Lorena no dijo nada, aunque Cristina la miró con la comida atrancada en el esófago, esperando que lo contradijera.

Pero no lo hizo, así que Dave, que permaneció inmóvil unos segundos, al final se giró de vuelta a la escalera.

—¿No vas a desayunar? —preguntó su madre.

Dave no contestó: el portazo desde el piso superior lo hizo por él.

El muchacho apoyó la espalda contra la puerta, preguntándose cuándo se había vuelto tan cobarde. Se arrepentía de no haberle devuelto el golpe a Egea la noche anterior.

El tiempo solo había confirmado lo débil que era.

Se sentó en el suelo. Quería seguir siendo el de siempre, el duro y antipático, pero su interior comenzaba a quebrarse. Era la primera vez que alguien le levantaba la mano y sabía que, si hablaba, su madre sería capaz de ponerse de parte de su pareja antes que de parte de sus hijos.

A Cristina ya le había pasado, pero nunca se imaginó que un día le tocaría a él.

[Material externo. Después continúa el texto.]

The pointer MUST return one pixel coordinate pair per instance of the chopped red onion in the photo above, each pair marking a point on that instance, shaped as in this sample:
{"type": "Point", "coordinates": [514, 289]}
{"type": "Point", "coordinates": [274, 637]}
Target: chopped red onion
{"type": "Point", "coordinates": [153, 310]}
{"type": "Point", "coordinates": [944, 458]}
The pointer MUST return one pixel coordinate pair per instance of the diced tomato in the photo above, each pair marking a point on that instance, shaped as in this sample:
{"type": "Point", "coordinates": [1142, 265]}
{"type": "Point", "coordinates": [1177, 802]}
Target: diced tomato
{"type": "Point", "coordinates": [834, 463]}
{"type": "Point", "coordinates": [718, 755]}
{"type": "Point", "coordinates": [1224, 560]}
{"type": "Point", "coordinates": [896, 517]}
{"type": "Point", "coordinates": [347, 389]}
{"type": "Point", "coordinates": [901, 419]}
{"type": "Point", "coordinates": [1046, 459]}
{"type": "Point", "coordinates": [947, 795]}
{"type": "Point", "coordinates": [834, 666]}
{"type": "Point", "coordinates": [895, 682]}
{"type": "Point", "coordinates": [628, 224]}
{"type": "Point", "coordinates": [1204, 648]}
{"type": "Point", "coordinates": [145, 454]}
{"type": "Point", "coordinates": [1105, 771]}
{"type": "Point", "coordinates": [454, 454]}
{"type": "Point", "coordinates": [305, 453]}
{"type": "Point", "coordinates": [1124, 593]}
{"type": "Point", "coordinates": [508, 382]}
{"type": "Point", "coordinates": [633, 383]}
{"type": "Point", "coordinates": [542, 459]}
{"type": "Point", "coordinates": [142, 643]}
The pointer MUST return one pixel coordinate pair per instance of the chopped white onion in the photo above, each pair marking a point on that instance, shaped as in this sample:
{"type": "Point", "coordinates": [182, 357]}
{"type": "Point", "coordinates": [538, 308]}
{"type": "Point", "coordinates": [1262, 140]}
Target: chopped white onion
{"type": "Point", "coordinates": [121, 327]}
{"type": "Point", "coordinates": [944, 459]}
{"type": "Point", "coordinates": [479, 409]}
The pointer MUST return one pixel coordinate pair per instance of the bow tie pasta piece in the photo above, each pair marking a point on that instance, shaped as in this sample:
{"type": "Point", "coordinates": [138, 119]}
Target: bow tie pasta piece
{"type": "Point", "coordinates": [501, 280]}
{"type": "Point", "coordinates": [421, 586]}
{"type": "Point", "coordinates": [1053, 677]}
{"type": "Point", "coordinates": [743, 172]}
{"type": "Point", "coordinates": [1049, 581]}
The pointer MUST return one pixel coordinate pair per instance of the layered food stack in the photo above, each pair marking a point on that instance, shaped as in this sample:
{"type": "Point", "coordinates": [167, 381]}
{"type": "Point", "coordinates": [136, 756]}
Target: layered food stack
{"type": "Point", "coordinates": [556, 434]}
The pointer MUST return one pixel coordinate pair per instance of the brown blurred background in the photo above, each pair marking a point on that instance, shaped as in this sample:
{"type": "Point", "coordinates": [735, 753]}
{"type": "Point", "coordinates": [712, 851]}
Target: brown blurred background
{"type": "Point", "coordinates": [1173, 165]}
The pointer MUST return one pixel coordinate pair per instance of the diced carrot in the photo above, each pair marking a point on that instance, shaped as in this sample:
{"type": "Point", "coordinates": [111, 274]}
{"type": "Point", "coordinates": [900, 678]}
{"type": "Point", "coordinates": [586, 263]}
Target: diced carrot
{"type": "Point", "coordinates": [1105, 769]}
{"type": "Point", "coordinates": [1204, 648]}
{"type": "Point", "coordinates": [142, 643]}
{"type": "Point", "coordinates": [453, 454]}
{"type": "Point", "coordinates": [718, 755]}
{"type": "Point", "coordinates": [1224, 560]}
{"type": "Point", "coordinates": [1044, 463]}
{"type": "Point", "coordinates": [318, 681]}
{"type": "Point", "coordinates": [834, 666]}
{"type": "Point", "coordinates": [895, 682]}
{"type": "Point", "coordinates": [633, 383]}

El dolor de cabeza se intensificó.

No sabía si callaba por él o por su madre. No soportaría que Egea se ensañase contra su madre por su culpa. O contra su hermana.

La hora de la comida fue la más tensa que Dave atravesó ese día. Bajó a la cocina resignado, confiando en que podría llenarse el plato de arroz y subir a comer a su cuarto, pero su madre insistió en que comieran juntos, como habían estado haciendo durante el noviazgo.

Dave se sentó al lado de su hermana, como siempre, frente a Egea, que lo vigilaba pese a que Cristina trataba de hacer conversación. Y sin previo aviso, Egea le asestó una patada por debajo de la mesa y Dave dejó de jugar con la comida.

Por poco se ahogó de la angustia que le provocaba comer sin apetito.

Su hermana lo miró de reojo, consciente de lo que ocurría y sin valor para intervenir.